É uma razia do Parlamento aos nomes propostos pelo Governo para a nova administração da Anacom. Três dos quatro escolhidos não reúnem as condições para desempenharem os cargos para os quais foram nomeados, de acordo com documentos da Comissão de Economia, Inovação e Obras Públicas, a que o ECO teve acesso. Só escapa João Cadete e Matos, escolhido para a presidência do regulador, que merece uma avaliação “muito positiva” por parte da comissão.
Os relatórios preliminares são assinados pelo social-democrata Joel Sá e estiveram em cima da mesa da Comissão de Economia, Inovação e Obras Públicas esta quarta-feira. No entanto, só o documento respeitante ao novo presidente da Anacom foi aprovado por unanimidade pelos deputados. A votação dos restantes três, os nomes mais polémicos, foi adiada para o próximo dia 27 de julho. Assim, ficou por saber se os restantes deputados subscrevem as restantes três conclusões de Joel Sá e se o Governo acatará as recomendações emanadas do Parlamento relativamente aos três.

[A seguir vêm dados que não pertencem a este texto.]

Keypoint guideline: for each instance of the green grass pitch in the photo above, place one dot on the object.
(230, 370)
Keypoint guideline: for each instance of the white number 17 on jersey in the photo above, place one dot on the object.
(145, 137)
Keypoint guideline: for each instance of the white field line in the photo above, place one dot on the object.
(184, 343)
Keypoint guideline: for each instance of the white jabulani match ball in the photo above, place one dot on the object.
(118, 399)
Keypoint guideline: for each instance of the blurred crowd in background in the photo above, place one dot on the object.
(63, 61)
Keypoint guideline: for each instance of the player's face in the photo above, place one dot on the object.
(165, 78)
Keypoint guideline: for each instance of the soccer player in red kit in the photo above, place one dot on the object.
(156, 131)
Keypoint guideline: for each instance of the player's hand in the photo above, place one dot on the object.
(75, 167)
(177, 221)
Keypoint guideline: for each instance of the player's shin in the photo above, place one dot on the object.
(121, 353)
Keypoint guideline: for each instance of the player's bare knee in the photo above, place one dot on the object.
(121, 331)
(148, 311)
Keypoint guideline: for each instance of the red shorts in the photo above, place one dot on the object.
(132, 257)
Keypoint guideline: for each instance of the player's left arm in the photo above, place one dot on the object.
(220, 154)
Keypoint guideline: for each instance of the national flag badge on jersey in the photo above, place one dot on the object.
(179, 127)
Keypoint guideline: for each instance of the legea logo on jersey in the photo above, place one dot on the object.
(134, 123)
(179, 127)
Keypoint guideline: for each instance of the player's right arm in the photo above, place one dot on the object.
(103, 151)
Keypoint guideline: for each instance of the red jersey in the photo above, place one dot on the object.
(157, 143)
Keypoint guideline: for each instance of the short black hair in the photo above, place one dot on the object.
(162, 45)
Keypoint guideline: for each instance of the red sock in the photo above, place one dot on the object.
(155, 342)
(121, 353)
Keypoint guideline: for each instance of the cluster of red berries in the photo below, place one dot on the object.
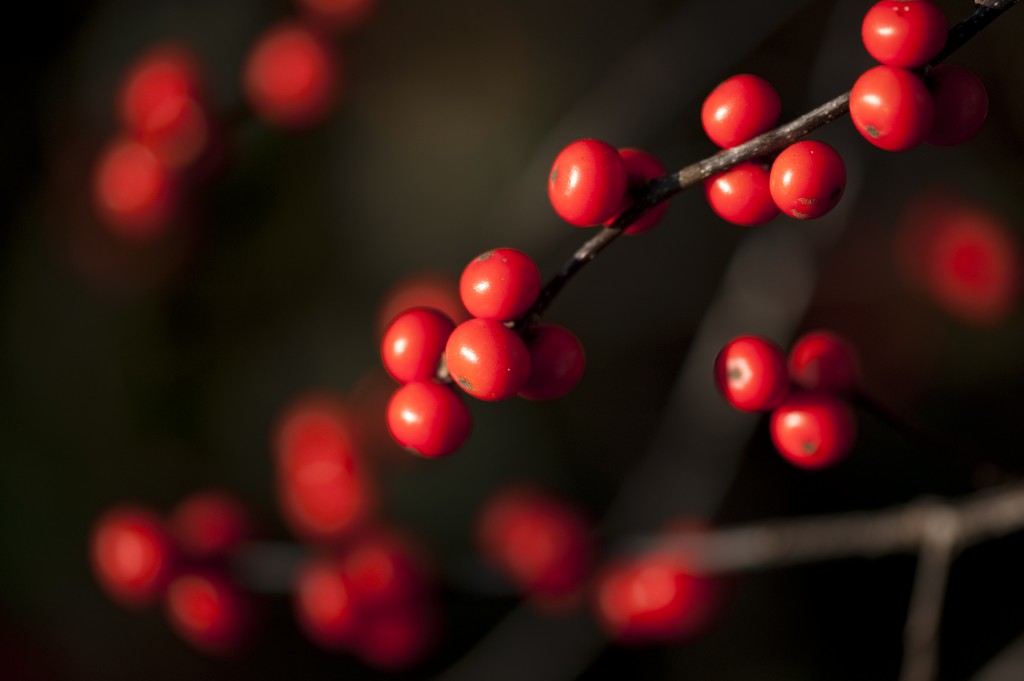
(895, 107)
(812, 424)
(169, 136)
(140, 558)
(805, 180)
(546, 549)
(426, 351)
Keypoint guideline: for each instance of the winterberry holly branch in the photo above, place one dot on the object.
(663, 188)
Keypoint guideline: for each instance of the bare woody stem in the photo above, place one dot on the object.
(994, 512)
(665, 187)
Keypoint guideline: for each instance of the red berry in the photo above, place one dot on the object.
(751, 374)
(339, 14)
(540, 542)
(587, 183)
(904, 33)
(132, 555)
(891, 108)
(414, 343)
(807, 179)
(421, 290)
(325, 602)
(741, 195)
(322, 484)
(487, 359)
(291, 76)
(208, 611)
(429, 418)
(823, 360)
(813, 429)
(500, 285)
(961, 104)
(384, 570)
(557, 362)
(653, 598)
(161, 102)
(132, 189)
(739, 109)
(210, 523)
(396, 638)
(641, 168)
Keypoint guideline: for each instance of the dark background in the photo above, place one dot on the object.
(146, 372)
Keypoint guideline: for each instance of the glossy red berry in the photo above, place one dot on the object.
(557, 362)
(326, 603)
(751, 374)
(641, 168)
(428, 418)
(741, 195)
(501, 285)
(323, 487)
(208, 610)
(414, 344)
(132, 555)
(813, 429)
(210, 523)
(541, 543)
(739, 109)
(823, 360)
(291, 76)
(653, 598)
(161, 102)
(132, 189)
(421, 290)
(587, 182)
(904, 33)
(487, 359)
(961, 104)
(891, 108)
(339, 14)
(807, 179)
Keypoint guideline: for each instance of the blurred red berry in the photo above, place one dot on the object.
(653, 598)
(823, 360)
(210, 523)
(751, 374)
(557, 362)
(807, 179)
(587, 182)
(813, 429)
(541, 543)
(325, 602)
(501, 285)
(428, 418)
(487, 359)
(208, 610)
(961, 104)
(904, 33)
(739, 109)
(338, 14)
(323, 486)
(414, 344)
(291, 77)
(132, 189)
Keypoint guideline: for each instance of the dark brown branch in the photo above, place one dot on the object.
(665, 187)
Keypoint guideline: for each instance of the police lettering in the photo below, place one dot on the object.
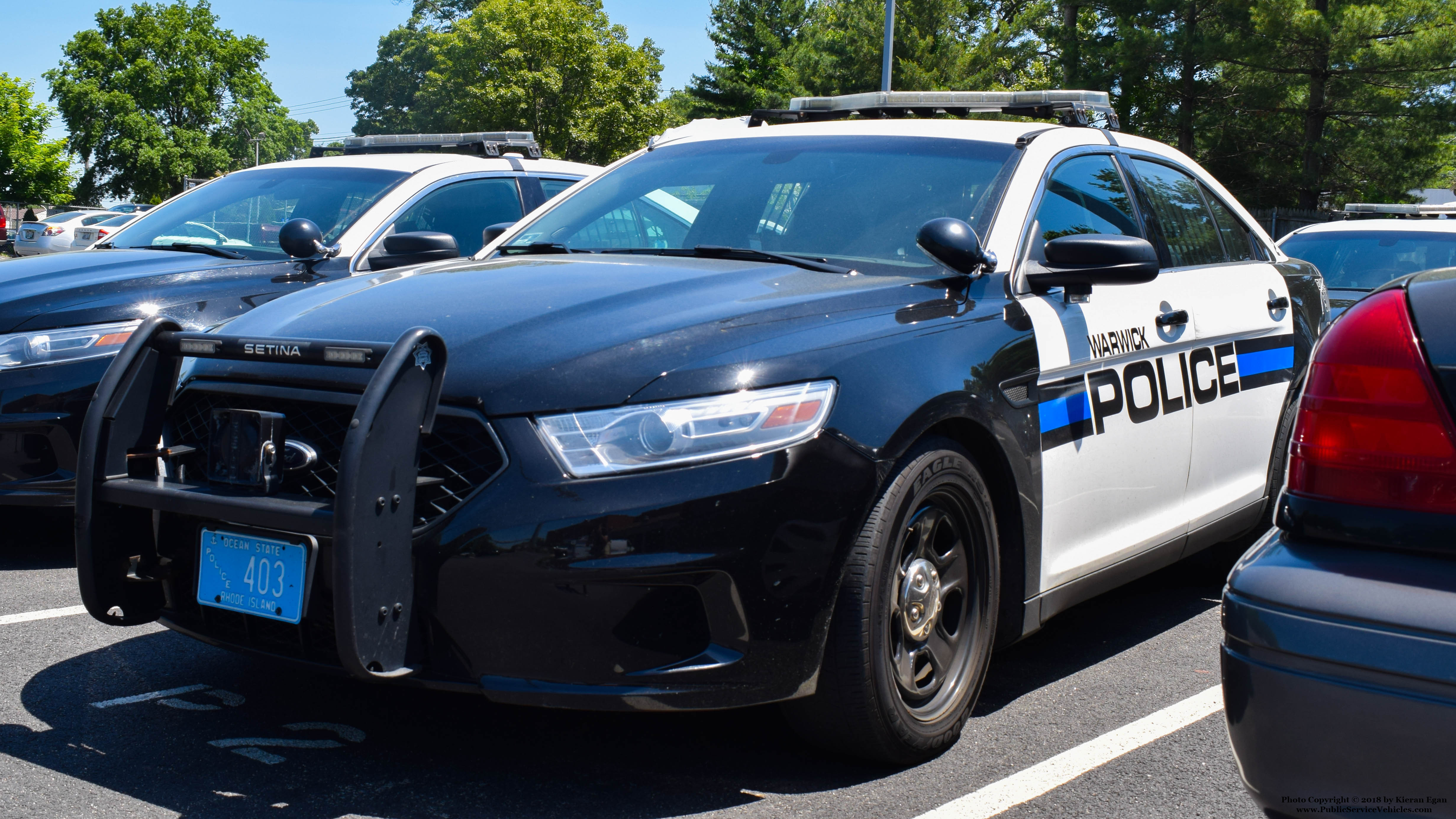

Segundo os relatórios preliminares que vão a discussão na semana que vem, dois dos nomes são chumbados por questões de incompatibilidades “não ultrapassáveis” devido a ligações à PT, enquanto um é chumbado por falta de competências e conhecimentos. A recomendação é a de que o Governo deve reponderar, chocando contra os pareceres da CReSAP, que considerou adequados todos os quatro nomes escolhidos pelo primeiro-ministro António Costa.
Margarida Sá Costa
O nome de Margarida Sá Costa, indigitada para vogal, é um dos que mais reservas inspira à comissão. Em causa está um vínculo contratual com a PT/Meo, uma das principais reguladas, o que já tinha provocado desconforto às operadoras concorrentes, a Nos e a Vodafone. A ligação clara e direta à PT nunca foi escondida, mas existem outros impedimentos assumidos pela própria.
Aliás, Margarida Sá Costa teve uma carreira que passou maioritariamente pela empresa agora detida pela Altice. Entrou como conselheira e chegou a assessora dos antigos presidentes da PT, Miguel Horta e Costa e Francisco Murteira Nabo. Atualmente, faz também parte do conselho consultivo do Instituto Jurídico de Corporate Governance, é secretária da mesa da assembleia geral do Fórum de Administradores e Gestores de Empresas, preside o LIDE Mulher de Portugal e colabora com o jornal Link To Leaders.
No Parlamento, Margarida Sá Costa assumiu um compromisso de isenção e de que todas as incompatibilidades estariam ultrapassadas à data da confirmação da indigitação. Mas isso não terá confortado os deputados. “Face ao exposto, só resta concluir que a Dr.ª Maria Margarida Moura e Sá Costa não parece reunir as condições para ser nomeada para o cargo para o qual se encontra indigitada, em razão das incompatibilidades e impedimentos apontados e não ultrapassáveis, devendo o Governo ponderar seriamente a sua substituição como indigitado para o cargo de vogal da Anacom”.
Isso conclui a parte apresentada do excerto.